Quand il se fut chauffé, le soldat reprit :

– J’ai faim.

Jeannot Tolli dit :

– Prends !

Et lui tendit son dernier morceau de pain.

Le soldat avec son épée tailla le morceau de pain, dans son casque de cuivre trempa la soupe, avec son escabeau ranima le feu. La soupe cuite, il la bénit, en mangea dans l’unique écuelle de bois de la pauvre chaumine avec Jeannot Tolli ; puis il s’en alla, sans mot dire, par la porte ouverte. Jeannot Tolli, de nouveau seul, en pleurant, alla baiser son dernier-né. Or, de sa barbe mal essuyée une goutte de bouillon tomba sur les lèvres du bien-aimé. Le fils aussitôt s’étira en disant :

– Je suis guéri.

Bientôt, à dix lieues, la nouvelle se propagea. Les restes de la bienheureuse soupe firent maints miracles. Le fléau s’éloigna.

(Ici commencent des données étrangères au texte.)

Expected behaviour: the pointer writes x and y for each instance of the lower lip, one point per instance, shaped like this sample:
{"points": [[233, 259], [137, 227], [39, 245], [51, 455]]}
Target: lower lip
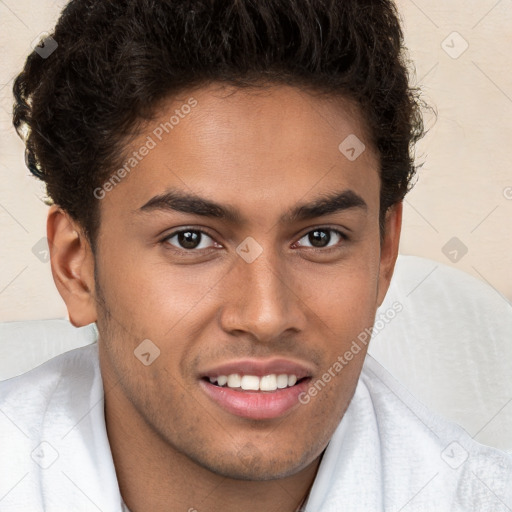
{"points": [[256, 405]]}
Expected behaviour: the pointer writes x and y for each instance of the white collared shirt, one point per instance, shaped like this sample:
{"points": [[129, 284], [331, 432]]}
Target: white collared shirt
{"points": [[389, 452]]}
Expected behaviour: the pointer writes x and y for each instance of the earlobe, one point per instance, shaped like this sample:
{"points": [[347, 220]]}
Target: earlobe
{"points": [[389, 249], [72, 265]]}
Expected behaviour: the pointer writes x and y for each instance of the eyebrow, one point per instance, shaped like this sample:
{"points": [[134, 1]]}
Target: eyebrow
{"points": [[185, 202]]}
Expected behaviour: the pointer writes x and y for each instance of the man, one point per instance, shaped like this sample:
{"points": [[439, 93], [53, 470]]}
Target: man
{"points": [[227, 181]]}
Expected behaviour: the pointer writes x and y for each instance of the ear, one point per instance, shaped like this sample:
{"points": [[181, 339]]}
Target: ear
{"points": [[389, 249], [72, 264]]}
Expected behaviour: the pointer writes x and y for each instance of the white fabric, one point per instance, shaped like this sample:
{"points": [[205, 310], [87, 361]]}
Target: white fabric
{"points": [[388, 454], [450, 346]]}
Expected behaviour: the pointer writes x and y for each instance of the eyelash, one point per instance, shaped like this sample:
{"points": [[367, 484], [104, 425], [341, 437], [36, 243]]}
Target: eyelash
{"points": [[341, 234]]}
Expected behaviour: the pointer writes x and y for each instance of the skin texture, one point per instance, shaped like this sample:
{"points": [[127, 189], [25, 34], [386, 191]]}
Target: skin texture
{"points": [[261, 152]]}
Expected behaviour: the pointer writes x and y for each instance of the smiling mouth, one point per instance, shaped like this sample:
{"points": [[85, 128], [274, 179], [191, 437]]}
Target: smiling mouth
{"points": [[267, 383]]}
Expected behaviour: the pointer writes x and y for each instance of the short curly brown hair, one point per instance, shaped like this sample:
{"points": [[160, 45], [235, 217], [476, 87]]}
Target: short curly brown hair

À ma mère-grand, les Anciens ont dit que tant que le pauvre trouvera la soupe de saint Sébastien bonne, tant que le chaudron sera rendu par lui à moitié vide, le village du fléau sera préservé.

Et hue dia ! hue dia ! plus fort donc !

Vive saint Sébastien.

 

 

POUYET.

 

Paru dans Les Annales politiques

et littéraires en 1908.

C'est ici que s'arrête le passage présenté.